Contrairement au crédit de TPS et de solidarité qui sont versés même à ceux qui ne paient pas d'impôt, les crédits pour frais de scolarité ne sont pas remboursables, ce qui signifie qu'ils n'ont aucune valeur immédiate pour les étudiants qui ne paient pas d'impôt. Mais les crédits peuvent être reportés et utilisés plus tard lorsque les étudiants auront des impôts à payer.  

Sauf qu'il ne faut pas les oublier. «On voit des gens qui gagnent 30 000$ ou 40 000$ depuis quelques années et qui laissent trainer des crédits inutilisés de plusieurs milliers de dollars. Ça reste dans leur dossier. L'avis de cotisation précise qu'il y a des droits de scolarité inutilisés. Mais ce n'est pas tout le monde qui porte attention à cela», dit M. Boulais.

L'étudiant peut aussi transférer les crédits à ses parents qui pourront bénéficier immédiatement de l'économie d'impôt.

Le crédit est transférable, oui. Mais il faut que l'étudiant fasse sa déclaration de revenus et qu'il complète les annexes. Si l'étudiant ne demande pas le transfert dans sa déclaration, le parent n'en verra jamais la couleur», dit Mme Boucher.

Souvent, les parents ne savent même pas de quoi il en retourne, surtout pour la première année d'études postsecondaires», constate la fiscaliste.

Il faut dire qu'autrefois, les institutions envoyaient par la poste les feuillets fiscaux pour les droits de scolarité. Désormais, l'étudiant doit imprimer lui-même les relevés pour fins fiscales dans son dossier sur Internet. «Ce n'est pas tout le monde qui a la discipline de le faire», note M. Boulais.

Revenu Québec est incapable d'évaluer le pourcentage des étudiants qui ne réclament pas les crédits auxquels ils auraient droit.

Mais on sait que le gouvernement du Québec a remis 95 millions de dollars en crédit d'impôt pour frais de scolarité aux étudiants, ainsi que 41 millions de dollars à leurs parents, puisque le crédit est transférable. La dépense fiscale s'élève donc à 136 millions de dollars, pour 2010.

Impossible de connaître le montant total versé par les étudiants québécois en frais de scolarité ouvrant droit au crédit. Le ministère de l'Éducation est incapable de fournir cette donnée.

Abolir ou réduire le crédit?

Devrait-on abolir ou réduire le crédit d'impôt pour frais de scolarité afin d'atténuer la hausse annoncée des droits universitaires?

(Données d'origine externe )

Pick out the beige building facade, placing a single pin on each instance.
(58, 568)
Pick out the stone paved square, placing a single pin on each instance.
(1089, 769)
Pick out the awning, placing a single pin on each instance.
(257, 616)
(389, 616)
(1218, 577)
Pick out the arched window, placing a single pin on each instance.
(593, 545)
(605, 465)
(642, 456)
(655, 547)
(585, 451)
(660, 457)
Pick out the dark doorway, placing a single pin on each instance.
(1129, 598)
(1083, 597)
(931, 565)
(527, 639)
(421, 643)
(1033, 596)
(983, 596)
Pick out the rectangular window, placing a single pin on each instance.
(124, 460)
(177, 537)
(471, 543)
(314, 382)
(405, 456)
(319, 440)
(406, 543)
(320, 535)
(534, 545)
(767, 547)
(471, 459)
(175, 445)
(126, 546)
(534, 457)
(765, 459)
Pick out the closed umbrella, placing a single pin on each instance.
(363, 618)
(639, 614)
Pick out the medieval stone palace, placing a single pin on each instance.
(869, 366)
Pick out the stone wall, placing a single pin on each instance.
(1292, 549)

Pour favoriser l'accessibilité aux études, Québec a déjà offert de bonifier le programme de bourses en rognant le crédit d'impôt pour droits de scolarité qui devrait fondre de 20% à 16,5%. Cela représente un transfert de richesse de 39 millions de dollars qui profitera à environ 44 000 étudiants de familles à revenus plus modestes, selon le ministère de l'Éducation.

Cette semaine, Québec a offert de réduire le crédit jusqu'à 13%, cette fois pour adoucir la hausse annuelle des droits de scolarité de 254$ à 219$ pour l'ensemble des étudiants. Les fédérations étudiantes voulaient aller plus loin, de manière à annuler la hausse des droits de scolarité pour les deux premières années.

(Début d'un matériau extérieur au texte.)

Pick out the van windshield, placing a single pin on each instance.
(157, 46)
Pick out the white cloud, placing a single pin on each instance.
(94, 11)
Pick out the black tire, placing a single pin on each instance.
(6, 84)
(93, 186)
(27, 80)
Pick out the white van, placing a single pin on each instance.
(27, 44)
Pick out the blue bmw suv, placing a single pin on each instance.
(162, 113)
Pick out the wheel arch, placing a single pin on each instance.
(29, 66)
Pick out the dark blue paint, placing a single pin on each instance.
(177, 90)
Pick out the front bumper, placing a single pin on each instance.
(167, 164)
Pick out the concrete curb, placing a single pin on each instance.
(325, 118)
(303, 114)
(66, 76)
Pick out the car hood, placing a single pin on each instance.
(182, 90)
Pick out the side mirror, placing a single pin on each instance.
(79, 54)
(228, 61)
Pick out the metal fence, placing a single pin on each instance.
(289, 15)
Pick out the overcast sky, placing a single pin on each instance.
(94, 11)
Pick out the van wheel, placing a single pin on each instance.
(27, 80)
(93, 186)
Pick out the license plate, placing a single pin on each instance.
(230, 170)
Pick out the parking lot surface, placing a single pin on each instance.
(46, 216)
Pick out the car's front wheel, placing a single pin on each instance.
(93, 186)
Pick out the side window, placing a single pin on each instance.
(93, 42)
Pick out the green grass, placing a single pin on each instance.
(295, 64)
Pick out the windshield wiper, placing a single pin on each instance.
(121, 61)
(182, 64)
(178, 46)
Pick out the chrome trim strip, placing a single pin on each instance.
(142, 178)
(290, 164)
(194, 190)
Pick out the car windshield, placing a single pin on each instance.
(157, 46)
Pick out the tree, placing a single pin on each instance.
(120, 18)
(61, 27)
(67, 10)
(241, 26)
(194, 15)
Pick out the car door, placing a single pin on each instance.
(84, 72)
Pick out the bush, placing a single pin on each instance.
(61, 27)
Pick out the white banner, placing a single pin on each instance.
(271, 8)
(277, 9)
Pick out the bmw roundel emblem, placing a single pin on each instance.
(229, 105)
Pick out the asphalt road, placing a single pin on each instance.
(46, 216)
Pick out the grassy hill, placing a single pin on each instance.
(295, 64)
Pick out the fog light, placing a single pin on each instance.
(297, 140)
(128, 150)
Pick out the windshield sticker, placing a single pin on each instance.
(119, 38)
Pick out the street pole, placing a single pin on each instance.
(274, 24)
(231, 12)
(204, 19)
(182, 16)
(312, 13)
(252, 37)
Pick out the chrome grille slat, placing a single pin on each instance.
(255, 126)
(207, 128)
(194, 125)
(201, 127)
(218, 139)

«Il faut trouver une sortie de crise. Une des pistes est d'aller sur le terrain de la fiscalité.

Chaque baisse d'un point du taux du crédit représente environ 11 millions de dollars», évalue le fiscaliste Luc Godbout.

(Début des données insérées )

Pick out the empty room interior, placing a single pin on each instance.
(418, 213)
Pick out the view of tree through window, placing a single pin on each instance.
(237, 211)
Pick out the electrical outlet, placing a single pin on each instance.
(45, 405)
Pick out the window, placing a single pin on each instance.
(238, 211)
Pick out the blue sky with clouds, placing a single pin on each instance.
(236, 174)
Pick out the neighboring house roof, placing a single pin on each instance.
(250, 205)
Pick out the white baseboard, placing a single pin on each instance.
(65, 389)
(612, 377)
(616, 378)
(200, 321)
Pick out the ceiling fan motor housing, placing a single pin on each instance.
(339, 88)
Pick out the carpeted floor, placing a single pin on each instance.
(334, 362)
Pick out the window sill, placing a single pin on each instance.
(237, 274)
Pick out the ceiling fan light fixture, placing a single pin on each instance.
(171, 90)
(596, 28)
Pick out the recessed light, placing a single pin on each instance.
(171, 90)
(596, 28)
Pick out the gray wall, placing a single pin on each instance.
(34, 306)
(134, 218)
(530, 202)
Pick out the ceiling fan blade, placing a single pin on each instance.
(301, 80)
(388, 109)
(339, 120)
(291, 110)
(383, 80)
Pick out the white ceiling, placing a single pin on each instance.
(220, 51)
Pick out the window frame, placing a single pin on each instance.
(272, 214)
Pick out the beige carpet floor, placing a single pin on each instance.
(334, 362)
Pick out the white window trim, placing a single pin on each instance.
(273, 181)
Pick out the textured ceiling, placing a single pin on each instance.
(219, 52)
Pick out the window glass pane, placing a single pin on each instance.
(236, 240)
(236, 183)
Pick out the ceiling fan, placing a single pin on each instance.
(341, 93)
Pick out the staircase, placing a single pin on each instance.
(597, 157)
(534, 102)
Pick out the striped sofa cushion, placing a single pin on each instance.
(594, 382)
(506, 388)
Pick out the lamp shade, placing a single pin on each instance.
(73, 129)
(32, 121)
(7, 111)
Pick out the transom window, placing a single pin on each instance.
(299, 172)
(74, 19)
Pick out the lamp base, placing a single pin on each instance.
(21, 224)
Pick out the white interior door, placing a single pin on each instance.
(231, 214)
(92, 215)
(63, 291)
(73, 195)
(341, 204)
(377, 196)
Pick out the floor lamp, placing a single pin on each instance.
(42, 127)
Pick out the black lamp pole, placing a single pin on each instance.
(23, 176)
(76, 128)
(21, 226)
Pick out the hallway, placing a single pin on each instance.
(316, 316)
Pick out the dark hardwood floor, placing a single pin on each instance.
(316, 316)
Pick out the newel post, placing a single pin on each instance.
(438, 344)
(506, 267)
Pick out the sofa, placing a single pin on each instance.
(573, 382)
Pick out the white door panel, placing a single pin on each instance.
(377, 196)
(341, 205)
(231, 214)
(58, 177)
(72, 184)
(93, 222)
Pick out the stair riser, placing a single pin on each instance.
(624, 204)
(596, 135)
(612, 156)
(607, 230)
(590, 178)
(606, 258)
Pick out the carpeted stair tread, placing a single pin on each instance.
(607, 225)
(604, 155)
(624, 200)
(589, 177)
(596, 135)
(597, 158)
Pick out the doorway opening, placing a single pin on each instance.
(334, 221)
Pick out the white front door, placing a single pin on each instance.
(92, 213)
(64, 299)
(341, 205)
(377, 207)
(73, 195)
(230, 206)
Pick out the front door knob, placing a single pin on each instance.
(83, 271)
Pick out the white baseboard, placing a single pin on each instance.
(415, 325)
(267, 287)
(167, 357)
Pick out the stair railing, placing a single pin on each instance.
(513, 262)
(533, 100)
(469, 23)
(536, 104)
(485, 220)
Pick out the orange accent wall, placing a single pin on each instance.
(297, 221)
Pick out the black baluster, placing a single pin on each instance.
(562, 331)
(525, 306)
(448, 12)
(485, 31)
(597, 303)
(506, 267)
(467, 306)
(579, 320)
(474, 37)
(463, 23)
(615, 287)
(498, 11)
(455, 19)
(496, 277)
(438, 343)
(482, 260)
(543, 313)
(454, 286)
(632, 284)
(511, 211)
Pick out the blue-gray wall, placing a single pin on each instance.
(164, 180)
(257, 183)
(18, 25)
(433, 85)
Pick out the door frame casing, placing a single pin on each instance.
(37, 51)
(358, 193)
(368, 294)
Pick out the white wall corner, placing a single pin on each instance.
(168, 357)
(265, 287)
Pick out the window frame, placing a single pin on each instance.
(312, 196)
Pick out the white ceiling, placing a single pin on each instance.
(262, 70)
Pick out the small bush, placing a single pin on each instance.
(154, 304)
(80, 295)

Aplanir l'augmentation des droits de scolarité en réduisant le crédit d'impôt est une opération à coût nul. Cela ne changerait rien pour les familles nanties qui ont les moyens de payer les droits au début de l'année, et d'attendre le crédit avec leur remboursement d'impôt.

«Mais pour ceux qui ont de faibles revenus, ça favoriserait l'accessibilité», croit M. Godbout. Pour eux, il est plus difficile de payer des droits de scolarité élevés et d'attendre un crédit d'impôt qui ne viendra peut-être que dans plusieurs années. Sans compter ceux qui oublient de le réclamer.

Par contre, en réduisant le crédit pour aplanir la hausse des droits, les Québécois perdent au change au fédéral. Déjà, les Québécois reçoivent moins que les Ontariens de la part d'Ottawa parce que les droits de scolarité sont plus faibles, souligne M. Godbout.

Autre option: Québec pourrait rendre le crédit remboursable pour que tous les étudiants le récupèrent rapidement, qu'ils soient riches ou pauvres, qu'ils aient des impôts à payer ou non.